Estimating parameter uncertainties in matched field inversion by a neighborhood approximation algorithm

J Acoust Soc Am. 2007 Feb;121(2):833-43. doi: 10.1121/1.2427125.

Abstract

In Bayesian inversion, the solution is characterized by its posterior probability density (PPD). A fast Gibbs sampler (FGS) has been developed to estimate the multi-dimensional integrals of the PPD, which requires solving the forward models many times and leads to intensive computation for multi-frequency or range-dependent inversion cases. This paper presents an alternative approach based on a neighborhood approximation Bayes (NAB) algorithm. For lower dimension geoacoustic inversion, the NAB can approximate the PPD very well. For higher dimensional problems and sensitive parameters, however, the NAB algorithm has difficulty estimating the PPD accurately with limited model samples.
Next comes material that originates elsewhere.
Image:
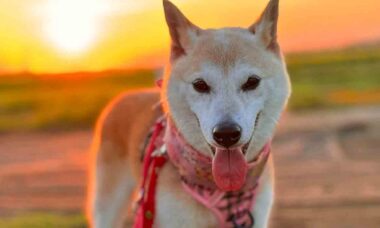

According to the preliminary PPD estimation from the NAB, this paper developed a multi-step inversion scheme, which adjusts the parameter search intervals flexibly, in order to improve the approximation accuracy of the NAB and obtain more complete parameter uncertainties. The prominent feature of the NAB is to approximate the PPD by incorporating all models for which the forward problem has been solved into the appraisal stage. Comparison of the FGS and NAB for noisy synthetic benchmark test cases and Mediterranean real data indicates that the NAB provides reasonable estimates of the PPD moments while requiring significantly less computation time.